First a few standard rules I go by in determining Waves 3, 4 & 5.
1) Wave 3 - A wave will not be labeled a Wave 3 unless the Elliott Oscillator
breaks comfortably above (up moves) or below (down moves) the Breakout band,
a GET proprietary indicator, which is the black line on my Oscillator on the
bottom of the chart. The Oscillator will run to it's highest point in a Wave
3.
2) Wave 4 - 94% of all wave 4's that have ended in a wave 5 making a new high
or low had the Elliott Oscillator pull back to at least 90% from the wave 3
peak. It is just as important that the Oscillator does not pull back more
than 40% of the Wave 3 Oscillator peak on the other side of the zero line
(140% from the high) or the probability of new highs or lows diminish.
3) Wave 5 - If all the prior conditions are met then look for Wave 5 to make
a new high or low. The strength of the Elliott Oscillator will not be as
strong in this final move therefore giving you a clear divergence from the
Wave 3 Oscillator highs or lows. This is where I look for an end to the 5
wave sequence up or down.
The above represents how I try to take some of the complication out of the
Elliott Wave theory. I can just look at the Oscillator and have a good idea
what wave we may be in. Which leads me to MU!
I look at (3) Elliott Oscillators, 5/17 (short term), 5/35 (Original) &
10/70 (Commercial), to see who's in control. Since both the short term &
original Oscillators have gone past 140% of the Oscillator high in Wave 3
(see original chart with 5/35 Oscillator) and the price has not broken below
the Blue, Green & Red wave 4 channels, another Get proprietary indicator, I
default to the 10/70 Commercial/Longterm Oscillator.
On the chart you can see that the 10/70 Oscillator is closing in on a 90%
pull back. When this happens I throw up (2) indicators, the Regression Trend
Channels & the 6/4 MA lines which are the 6 period MA of the highs displaced
4 periods and the 6 period MA of the lows displaced 4 periods. I will use
either one of these 2 indicators to get me into a trade depending on the
situation. In this case I would buy MU 1 tick above the high of the first
bar that CLOSES outside the blue MA line.
This is why I chose the MA lines over the Regression Trend Channels with
regard to MU. Many Waves are single sloped and others multi sloped. If you
notice on my chart Wave 2 looks to be a single sloped line which is confirmed
by the Pearson's R reading of 0.979. The Wave 4 we are currently in seems to
be multi sloped with a clear ABC pattern evolving.
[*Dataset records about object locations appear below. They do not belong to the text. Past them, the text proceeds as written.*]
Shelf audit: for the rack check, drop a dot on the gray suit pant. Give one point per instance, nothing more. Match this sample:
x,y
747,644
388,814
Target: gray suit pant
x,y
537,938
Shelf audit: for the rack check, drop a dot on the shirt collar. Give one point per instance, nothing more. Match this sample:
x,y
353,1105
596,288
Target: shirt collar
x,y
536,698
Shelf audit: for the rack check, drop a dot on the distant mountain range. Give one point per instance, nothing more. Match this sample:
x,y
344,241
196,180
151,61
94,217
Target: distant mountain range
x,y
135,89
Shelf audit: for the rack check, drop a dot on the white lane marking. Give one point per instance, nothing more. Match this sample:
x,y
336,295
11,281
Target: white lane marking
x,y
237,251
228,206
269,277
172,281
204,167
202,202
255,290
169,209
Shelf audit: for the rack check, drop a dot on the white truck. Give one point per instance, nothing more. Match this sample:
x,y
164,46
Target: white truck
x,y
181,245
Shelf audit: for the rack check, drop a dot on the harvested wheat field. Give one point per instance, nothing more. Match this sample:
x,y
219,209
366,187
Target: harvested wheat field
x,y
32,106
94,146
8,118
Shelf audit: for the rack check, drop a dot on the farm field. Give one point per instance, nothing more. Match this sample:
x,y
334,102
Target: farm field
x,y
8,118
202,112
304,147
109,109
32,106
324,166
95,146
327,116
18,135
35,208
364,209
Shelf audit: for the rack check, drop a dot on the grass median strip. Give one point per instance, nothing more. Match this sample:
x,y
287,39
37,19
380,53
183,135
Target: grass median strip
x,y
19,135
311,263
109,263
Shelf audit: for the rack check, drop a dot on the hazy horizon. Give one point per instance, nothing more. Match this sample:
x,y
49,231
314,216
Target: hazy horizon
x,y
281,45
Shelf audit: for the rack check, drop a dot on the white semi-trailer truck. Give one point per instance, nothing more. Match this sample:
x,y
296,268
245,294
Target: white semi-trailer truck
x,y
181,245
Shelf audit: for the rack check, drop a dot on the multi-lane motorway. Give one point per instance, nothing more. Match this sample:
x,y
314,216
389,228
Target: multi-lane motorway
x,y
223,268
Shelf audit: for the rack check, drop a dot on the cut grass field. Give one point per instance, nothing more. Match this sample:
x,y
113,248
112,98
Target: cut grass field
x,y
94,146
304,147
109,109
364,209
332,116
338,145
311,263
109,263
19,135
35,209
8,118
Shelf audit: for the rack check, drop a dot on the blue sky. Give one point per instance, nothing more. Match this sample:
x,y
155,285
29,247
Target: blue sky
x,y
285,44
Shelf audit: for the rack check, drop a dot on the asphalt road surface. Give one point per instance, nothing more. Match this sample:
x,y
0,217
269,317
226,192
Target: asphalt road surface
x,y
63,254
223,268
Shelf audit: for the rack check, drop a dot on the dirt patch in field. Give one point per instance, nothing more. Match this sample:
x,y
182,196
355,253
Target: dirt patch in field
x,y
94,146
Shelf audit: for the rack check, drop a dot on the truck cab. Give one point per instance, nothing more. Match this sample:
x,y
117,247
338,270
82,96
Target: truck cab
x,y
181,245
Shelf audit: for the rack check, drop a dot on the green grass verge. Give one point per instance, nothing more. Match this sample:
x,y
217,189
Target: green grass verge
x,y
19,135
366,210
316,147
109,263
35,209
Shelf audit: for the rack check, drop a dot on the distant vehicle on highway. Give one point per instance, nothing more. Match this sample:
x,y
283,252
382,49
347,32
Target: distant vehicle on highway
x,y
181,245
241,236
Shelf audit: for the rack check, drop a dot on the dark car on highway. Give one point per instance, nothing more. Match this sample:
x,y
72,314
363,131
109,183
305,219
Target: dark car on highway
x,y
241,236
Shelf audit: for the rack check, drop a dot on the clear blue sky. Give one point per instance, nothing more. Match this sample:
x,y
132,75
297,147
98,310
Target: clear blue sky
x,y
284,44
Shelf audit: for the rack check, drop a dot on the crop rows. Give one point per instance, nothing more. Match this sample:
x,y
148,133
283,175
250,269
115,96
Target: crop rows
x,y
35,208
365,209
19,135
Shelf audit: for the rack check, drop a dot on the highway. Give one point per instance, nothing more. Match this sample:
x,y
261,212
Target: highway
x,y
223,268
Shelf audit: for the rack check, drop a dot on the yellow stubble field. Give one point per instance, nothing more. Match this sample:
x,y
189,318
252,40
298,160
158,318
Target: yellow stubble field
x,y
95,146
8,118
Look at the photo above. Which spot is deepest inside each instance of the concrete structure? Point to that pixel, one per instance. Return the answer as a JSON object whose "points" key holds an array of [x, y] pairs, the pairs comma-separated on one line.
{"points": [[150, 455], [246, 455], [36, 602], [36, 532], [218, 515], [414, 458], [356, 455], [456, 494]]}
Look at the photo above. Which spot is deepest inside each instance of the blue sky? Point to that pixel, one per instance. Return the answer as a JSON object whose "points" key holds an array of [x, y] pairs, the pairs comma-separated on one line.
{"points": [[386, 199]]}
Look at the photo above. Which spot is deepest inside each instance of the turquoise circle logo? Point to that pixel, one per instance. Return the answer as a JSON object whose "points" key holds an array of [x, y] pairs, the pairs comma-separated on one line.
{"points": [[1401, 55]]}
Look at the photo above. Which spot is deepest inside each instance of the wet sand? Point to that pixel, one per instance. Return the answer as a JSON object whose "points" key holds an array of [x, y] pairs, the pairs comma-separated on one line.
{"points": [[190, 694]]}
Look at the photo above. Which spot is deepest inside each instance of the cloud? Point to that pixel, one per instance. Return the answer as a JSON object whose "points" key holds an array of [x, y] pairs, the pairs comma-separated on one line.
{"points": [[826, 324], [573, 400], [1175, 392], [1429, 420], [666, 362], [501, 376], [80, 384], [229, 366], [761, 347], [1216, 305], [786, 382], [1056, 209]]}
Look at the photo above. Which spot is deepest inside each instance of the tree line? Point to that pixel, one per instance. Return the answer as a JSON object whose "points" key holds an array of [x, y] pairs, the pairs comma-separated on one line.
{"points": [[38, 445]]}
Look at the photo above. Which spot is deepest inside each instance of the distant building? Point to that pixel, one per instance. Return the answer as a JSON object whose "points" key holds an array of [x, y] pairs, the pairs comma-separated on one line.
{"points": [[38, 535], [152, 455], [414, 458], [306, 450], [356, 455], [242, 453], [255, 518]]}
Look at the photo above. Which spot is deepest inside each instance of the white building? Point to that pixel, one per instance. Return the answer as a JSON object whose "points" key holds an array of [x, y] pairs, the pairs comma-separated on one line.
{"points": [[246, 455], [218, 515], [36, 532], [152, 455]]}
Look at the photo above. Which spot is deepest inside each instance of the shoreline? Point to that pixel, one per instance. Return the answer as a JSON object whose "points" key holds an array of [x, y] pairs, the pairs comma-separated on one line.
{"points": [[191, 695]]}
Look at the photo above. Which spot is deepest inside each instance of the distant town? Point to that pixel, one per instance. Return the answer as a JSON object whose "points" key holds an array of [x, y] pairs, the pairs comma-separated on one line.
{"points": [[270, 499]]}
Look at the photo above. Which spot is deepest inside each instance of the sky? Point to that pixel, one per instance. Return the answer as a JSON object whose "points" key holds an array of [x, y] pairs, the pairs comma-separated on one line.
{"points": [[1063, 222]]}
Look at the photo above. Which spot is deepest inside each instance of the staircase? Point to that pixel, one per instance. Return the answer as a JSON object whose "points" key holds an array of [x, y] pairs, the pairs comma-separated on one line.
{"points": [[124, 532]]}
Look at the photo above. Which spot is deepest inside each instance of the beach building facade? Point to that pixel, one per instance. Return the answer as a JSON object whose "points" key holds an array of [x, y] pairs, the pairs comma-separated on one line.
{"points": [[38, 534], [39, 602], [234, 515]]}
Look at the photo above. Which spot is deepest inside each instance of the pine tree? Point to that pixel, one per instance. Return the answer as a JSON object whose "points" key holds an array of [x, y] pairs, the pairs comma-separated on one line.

Notice here that the
Pearson's R reading is down to 0.705 due to the multi slope nature of the
wave. The Regression Trend Channels got you in a lot earlier in the
transition from Wave 2 to wave 3 because it had a high Pearson's R reading
combined with a single slope wave. It put you in at about 40 compared to 46
1/4 with the MA's. Since the Pearson's R reading for the current Wave 4 is
low @ 0.705 and it appears multi sloped I would tend to use the MA lines as
an entry trigger rather than the RTC.
This way I let the market tell ME what wave we are in. The price may
close outside the MA line or it may not. If it closes outside the MA line it
may take out the high of that bar or it may not. Once your in the trade use
stops that make you feel the most comfortable.